Unless there’s other litigation going on to which Mira does not refer, it would appear that VARA and moral rights are simply red herrings here and do not figure in the dispute. Nor could there likely be any such other litigation, for the reasons mentioned by “Uncle Wiggily” in his comment on the 1709 blog, namely that:
Given that this work was installed in the Four Seasons in 1959, according to Mira, and title in the mural had presumably passed from Picasso by that time, it would seem that any moral rights under VARA would not apply.
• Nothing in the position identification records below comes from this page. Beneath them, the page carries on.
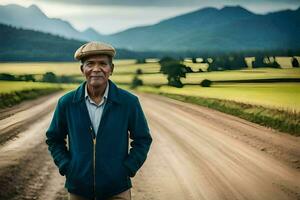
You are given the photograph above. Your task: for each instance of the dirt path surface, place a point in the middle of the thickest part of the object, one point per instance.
(197, 153)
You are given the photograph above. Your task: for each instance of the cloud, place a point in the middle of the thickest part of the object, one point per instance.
(172, 2)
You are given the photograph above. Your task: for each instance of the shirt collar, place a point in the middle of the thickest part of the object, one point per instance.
(86, 94)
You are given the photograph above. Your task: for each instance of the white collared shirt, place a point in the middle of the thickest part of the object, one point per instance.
(95, 111)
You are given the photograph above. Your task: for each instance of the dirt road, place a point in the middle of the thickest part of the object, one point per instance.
(197, 153)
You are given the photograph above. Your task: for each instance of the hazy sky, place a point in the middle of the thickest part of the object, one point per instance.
(109, 16)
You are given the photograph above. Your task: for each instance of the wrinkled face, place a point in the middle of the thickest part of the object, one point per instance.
(97, 70)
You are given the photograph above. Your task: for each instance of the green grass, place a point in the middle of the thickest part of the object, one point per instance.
(281, 120)
(12, 93)
(284, 96)
(72, 68)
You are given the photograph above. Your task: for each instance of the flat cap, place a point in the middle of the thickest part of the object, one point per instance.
(94, 48)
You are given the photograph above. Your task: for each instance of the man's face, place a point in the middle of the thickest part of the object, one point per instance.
(97, 70)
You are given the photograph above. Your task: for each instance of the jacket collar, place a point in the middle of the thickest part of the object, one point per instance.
(113, 93)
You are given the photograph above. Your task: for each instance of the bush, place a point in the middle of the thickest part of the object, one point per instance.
(206, 83)
(295, 62)
(49, 77)
(139, 71)
(141, 61)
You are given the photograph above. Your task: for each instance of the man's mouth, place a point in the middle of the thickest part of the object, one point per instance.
(96, 76)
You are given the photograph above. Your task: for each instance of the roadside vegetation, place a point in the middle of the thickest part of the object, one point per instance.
(264, 89)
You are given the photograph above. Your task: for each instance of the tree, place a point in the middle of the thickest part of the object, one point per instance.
(136, 82)
(139, 71)
(174, 70)
(295, 62)
(49, 77)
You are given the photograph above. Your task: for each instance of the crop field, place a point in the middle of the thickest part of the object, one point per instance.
(71, 68)
(279, 95)
(283, 96)
(196, 78)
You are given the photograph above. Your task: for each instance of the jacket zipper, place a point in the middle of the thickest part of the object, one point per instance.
(94, 159)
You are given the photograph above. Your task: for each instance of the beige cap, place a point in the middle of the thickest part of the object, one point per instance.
(94, 48)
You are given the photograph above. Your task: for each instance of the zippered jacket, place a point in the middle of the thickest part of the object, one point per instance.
(98, 165)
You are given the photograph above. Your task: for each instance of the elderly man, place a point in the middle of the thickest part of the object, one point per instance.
(98, 118)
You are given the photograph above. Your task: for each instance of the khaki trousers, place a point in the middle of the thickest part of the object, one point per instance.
(126, 195)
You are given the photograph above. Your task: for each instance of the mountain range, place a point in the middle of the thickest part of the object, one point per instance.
(232, 28)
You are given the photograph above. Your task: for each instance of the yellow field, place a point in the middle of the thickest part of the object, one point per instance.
(12, 86)
(71, 68)
(276, 95)
(261, 73)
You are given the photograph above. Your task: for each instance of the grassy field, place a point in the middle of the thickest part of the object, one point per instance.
(275, 105)
(71, 68)
(273, 95)
(13, 86)
(14, 92)
(196, 78)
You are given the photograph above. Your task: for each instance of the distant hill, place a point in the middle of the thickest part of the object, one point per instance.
(210, 29)
(26, 45)
(33, 18)
(204, 31)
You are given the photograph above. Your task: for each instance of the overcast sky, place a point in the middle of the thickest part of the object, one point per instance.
(110, 16)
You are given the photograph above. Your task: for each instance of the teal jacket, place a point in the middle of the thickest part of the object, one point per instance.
(98, 165)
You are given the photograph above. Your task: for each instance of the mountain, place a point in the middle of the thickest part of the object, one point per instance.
(210, 29)
(33, 18)
(232, 28)
(19, 44)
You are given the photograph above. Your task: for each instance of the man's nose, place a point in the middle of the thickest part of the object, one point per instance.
(97, 67)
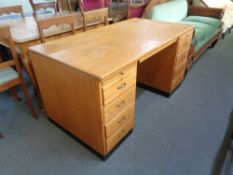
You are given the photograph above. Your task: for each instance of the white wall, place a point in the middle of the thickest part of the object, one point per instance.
(25, 4)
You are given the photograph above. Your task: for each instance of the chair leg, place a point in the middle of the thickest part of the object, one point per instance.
(118, 2)
(14, 94)
(29, 100)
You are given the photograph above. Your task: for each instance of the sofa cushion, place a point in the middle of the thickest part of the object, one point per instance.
(206, 20)
(173, 11)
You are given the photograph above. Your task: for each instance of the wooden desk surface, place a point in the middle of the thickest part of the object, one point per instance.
(103, 51)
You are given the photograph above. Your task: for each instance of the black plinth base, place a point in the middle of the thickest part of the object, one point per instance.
(103, 157)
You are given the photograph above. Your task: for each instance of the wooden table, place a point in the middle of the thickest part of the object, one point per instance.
(25, 34)
(88, 81)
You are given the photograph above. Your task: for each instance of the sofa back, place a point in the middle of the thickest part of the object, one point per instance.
(150, 5)
(172, 11)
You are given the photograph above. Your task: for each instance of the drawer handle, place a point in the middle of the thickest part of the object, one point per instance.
(121, 120)
(121, 103)
(122, 86)
(122, 73)
(121, 134)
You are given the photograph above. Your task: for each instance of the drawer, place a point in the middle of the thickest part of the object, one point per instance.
(119, 76)
(185, 41)
(180, 59)
(177, 80)
(118, 104)
(120, 120)
(180, 69)
(113, 90)
(112, 141)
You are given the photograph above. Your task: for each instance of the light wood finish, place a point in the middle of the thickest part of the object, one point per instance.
(119, 120)
(14, 62)
(166, 65)
(115, 88)
(93, 17)
(12, 9)
(112, 141)
(25, 34)
(120, 103)
(88, 80)
(62, 3)
(57, 20)
(43, 5)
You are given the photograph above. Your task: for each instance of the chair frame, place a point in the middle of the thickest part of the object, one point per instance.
(6, 36)
(12, 9)
(59, 5)
(44, 5)
(132, 5)
(103, 12)
(57, 20)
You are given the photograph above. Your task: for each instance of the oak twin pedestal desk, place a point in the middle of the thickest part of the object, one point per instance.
(88, 81)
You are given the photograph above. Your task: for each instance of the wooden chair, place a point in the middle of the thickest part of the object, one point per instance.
(10, 77)
(136, 9)
(93, 14)
(43, 5)
(62, 3)
(57, 20)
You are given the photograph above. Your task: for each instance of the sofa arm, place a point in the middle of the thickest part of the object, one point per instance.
(205, 11)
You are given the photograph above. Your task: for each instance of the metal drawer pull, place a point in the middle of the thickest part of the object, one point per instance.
(121, 103)
(122, 86)
(121, 134)
(121, 120)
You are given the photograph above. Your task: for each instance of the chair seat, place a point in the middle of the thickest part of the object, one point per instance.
(203, 32)
(7, 74)
(206, 20)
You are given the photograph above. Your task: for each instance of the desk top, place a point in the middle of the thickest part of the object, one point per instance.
(105, 50)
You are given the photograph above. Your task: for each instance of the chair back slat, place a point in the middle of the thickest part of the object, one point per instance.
(12, 9)
(43, 5)
(9, 77)
(57, 20)
(7, 64)
(93, 12)
(5, 36)
(136, 8)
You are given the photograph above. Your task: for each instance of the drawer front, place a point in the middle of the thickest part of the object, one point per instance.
(183, 57)
(118, 104)
(119, 120)
(120, 86)
(185, 41)
(112, 141)
(177, 80)
(119, 76)
(180, 69)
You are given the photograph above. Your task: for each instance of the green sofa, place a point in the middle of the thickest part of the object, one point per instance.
(207, 29)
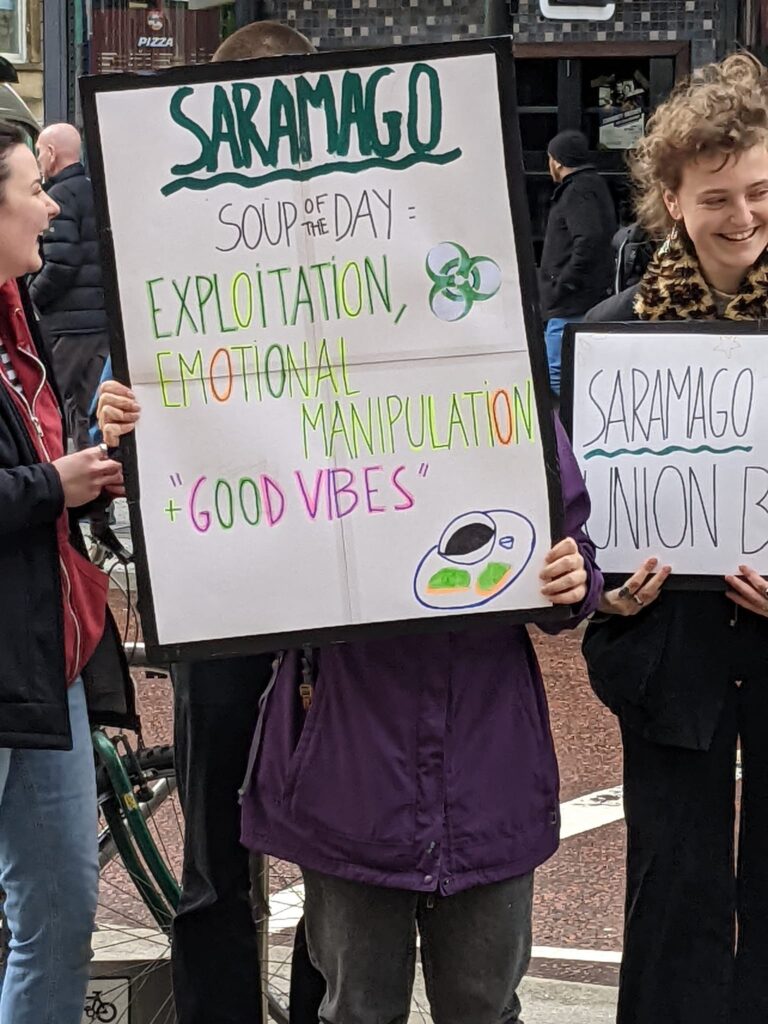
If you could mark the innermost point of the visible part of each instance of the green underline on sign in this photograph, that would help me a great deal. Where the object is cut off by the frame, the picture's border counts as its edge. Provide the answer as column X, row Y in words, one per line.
column 291, row 174
column 602, row 454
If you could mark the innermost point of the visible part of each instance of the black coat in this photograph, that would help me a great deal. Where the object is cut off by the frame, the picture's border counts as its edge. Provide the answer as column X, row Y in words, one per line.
column 666, row 671
column 69, row 291
column 33, row 686
column 578, row 265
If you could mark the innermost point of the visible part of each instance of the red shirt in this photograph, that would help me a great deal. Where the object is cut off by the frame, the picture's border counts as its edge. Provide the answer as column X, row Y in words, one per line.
column 84, row 587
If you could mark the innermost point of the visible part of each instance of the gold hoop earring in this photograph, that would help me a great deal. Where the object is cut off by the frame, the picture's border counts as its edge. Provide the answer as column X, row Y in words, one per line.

See the “effective date” provisions in s. 610 of the Visual Artists Rights Act of 1990. and 17 U.S. Code § 106A(3)(d)(2)

As the above linked decision reveals, the facts are rather complicated and the evidence contradictory and inconclusive.  Of particular interest is that fact that the art work is in the form of a “curtain” or “tapestry” and is “mounted on a wall” where it has "hung" since 1959.  According to one of the experts, "the Picasso Curtain is hanging from two "Velcro" anchors attached to the top left and right comers of the Curtain, and that the Velcro anchors are failing in many "spots" such that the Curtain is no longer being securely held to the Wall..."   On the other hand, there was evidence that the wall on which the tapestry is mounted has some structural issues. There was evidence that "further movement could cause the panels to collapse, thus causing a potential safety hazard. The potential to cause damage to the Picasso tapestry exists should the panels shift further or collapse." There was conflicting evidence as to whether the work was more likely to be harmed by leaving it on site or by removing it. There was evidence that it could be safely removed and evidence to the contrary.

But, whatever will be the result, it appears that “moral rights” are not currently or foreseeably relevant in this litigation.

So, speaking of restaurants, where's the moral rights beef here?